The core of accessibility support is a set of hooks in GTK that allow an external program to query applications about their GUI. For example, an external program can ask what buttons and menu items there are, their state, what their labels contain, and so on. This can be used by a screen reader to tell a blind user what's on the screen, for example.

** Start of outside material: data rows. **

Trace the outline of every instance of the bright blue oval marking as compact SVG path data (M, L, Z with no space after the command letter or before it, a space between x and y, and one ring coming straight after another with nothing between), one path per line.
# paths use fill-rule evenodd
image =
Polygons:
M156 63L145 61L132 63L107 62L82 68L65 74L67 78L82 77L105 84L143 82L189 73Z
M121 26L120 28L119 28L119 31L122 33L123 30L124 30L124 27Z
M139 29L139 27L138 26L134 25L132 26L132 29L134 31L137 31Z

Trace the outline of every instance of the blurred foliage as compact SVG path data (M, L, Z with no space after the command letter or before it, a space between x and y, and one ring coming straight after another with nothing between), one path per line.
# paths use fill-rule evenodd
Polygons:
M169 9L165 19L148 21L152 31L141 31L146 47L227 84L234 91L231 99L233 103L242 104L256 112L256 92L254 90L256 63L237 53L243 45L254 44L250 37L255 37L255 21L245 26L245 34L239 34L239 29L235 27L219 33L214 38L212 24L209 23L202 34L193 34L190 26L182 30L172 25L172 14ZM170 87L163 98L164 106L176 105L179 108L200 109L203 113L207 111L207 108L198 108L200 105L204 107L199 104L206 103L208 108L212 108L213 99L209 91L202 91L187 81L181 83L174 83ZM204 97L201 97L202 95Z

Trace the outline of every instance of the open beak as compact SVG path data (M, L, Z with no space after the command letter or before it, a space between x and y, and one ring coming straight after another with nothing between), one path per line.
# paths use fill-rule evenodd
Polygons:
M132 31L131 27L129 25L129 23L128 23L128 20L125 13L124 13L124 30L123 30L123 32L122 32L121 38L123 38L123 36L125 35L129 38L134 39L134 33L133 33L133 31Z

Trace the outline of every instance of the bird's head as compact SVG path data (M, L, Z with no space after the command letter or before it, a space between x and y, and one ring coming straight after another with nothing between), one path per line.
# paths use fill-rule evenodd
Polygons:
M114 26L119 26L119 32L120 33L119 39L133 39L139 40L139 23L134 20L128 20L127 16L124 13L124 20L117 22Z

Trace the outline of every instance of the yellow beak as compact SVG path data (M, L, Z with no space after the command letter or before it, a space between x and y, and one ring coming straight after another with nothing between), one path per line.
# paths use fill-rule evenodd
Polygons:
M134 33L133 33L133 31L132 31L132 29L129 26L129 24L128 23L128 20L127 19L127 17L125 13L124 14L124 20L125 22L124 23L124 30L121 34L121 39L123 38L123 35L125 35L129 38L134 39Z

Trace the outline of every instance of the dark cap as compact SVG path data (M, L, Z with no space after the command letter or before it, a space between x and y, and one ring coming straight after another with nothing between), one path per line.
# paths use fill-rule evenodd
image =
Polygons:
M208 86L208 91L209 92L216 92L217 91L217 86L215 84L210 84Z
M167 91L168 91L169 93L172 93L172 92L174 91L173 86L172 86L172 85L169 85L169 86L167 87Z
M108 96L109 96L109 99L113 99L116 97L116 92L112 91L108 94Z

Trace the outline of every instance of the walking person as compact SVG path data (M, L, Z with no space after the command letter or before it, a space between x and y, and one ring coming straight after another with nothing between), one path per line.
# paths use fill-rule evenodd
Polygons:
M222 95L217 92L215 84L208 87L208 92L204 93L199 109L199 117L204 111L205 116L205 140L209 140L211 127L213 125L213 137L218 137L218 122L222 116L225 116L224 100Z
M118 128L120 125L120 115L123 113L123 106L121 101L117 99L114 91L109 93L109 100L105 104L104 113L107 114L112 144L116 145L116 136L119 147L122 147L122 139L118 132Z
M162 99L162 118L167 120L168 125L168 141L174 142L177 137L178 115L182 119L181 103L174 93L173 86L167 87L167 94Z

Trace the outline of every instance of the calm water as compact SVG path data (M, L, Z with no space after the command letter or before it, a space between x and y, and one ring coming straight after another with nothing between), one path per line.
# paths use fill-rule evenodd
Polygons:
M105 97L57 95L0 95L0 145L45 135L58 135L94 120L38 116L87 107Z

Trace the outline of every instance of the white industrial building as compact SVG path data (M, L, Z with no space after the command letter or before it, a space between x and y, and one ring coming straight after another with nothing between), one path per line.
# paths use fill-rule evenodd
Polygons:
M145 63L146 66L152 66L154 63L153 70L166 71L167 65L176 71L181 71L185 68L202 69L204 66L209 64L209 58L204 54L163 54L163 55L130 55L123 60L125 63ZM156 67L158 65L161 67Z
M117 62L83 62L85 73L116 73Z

An example of why this is interesting even if you don't have a disability: you could write a high-level scripting feature with commands such as "activate the File menu, choose Open, select all, copy" - no one's working on this yet so it won't be in GNOME 2, but a macro recorder and playback system would be a simple project using the GNOME 2 platform. This kind of scripting would use high-level user-comprehensible GUI features and wouldn't depend on special application support for scripting, it'd just work automatically with any GTK app.

Procman

Procman is a really, really nice system monitor application that replaces GTop. It's attractive and easy to use.

Metatheme

Metatheme is a way of collecting themes for various desktop components (window manager, GTK, background image, etc.) into one "metatheme" and then selecting them as a whole. It's both the system for building the composite themes, and a control panel for picking one.

Assorted GUI tweaks

Small things that matter, for example:

Footnote on clipboard, cut-and-paste

Several people have asked about the clipboard. GTK has always done the right thing for the clipboard. See http://www.freedesktop.org/standards/clipboards.txt. If the clipboard doesn't work it's because some application is not following the spec correctly; please file bug reports for those applications. Note that Qt 2 does not follow the clipboard specs correctly, so correct applications do not interoperate with Qt 2. Qt 3 fixes this problem.

gdm eye candy

It appears that this kind of login screen will be supported, you define the screen in a special XML format and can use scalable SVG images in it. This isn't in the alpha yet but I have seen it running, I promise!

GEGL Invaders

Um, apparently we have this, but I haven't seen it and am not sure I want to... ;-)

More!

There are no doubt plenty of things I've left out, though we're kind of hoping to feature freeze shortly, and at that point we'll have to wait for 2.0.1 or 2.2 or whatever we call it to see more stuff. Since the platform will be held ABI-compatible for quite a while (most likely the next couple years), the focus will be on building out the user environment and applications.